The International Working Conference on Mining Software Repositories (MSR) has hosted a mining challenge since 2006. With this challenge we call upon everyone interested to apply their tools to bring research and industry closer together by analyzing a common data set. The challenge is for researchers and practitioners to bravely use their mining tools and approaches on a dare.
This year, the challenge is on large-scale repository mining on the Boa datasets from SourceForge and GitHub. We provide the metadata for almost 700,000 SourceForge projects and almost 8,000,000 GitHub repositories, and the full development histories with parsed abstract syntax trees for Java projects/repositories.
The breadth of the dataset enables participants to study research questions on an ultra-large dataset. For example, you could study the influence of the dataset size on the accuracy of data-driven approaches; you could evaluate the scalability of existing and/or new approaches with increasing data sizes; you could categorize projects using textual descriptions and/or program elements in the source code.
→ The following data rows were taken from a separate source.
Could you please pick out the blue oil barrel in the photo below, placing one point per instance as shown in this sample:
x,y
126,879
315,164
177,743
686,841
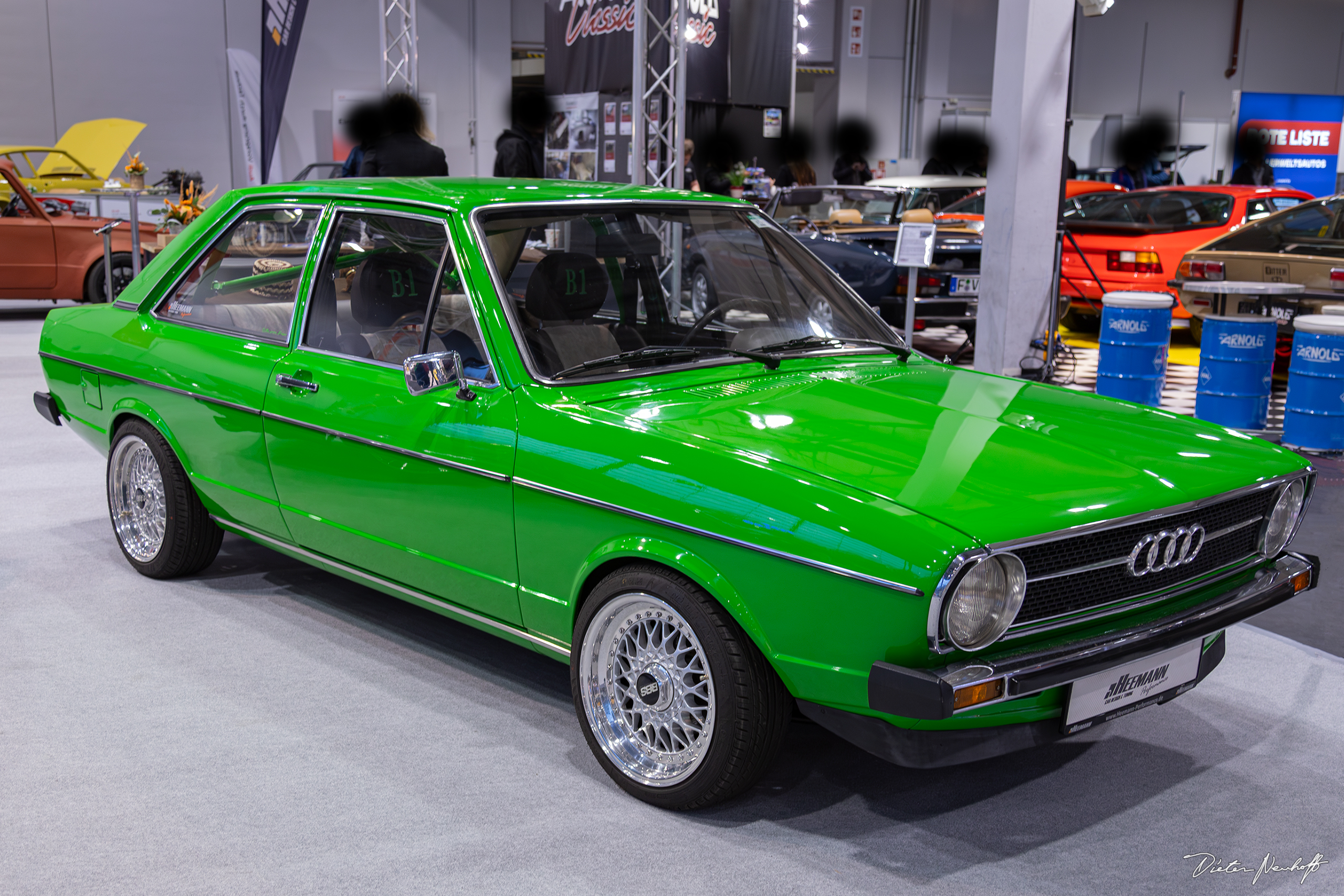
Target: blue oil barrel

The full development histories with parsed abstract syntax trees enables participants to study how projects have evolved over time instead of only considering the project’s data at the last snapshots or specific points in time (such as releases). For example, you could study the use of certain Java libraries/features over time such as testing frameworks and concurrency utilities; you could mine certain kinds of bugs/errors and their corresponding fixing patterns such as concurrency errors and their fixes.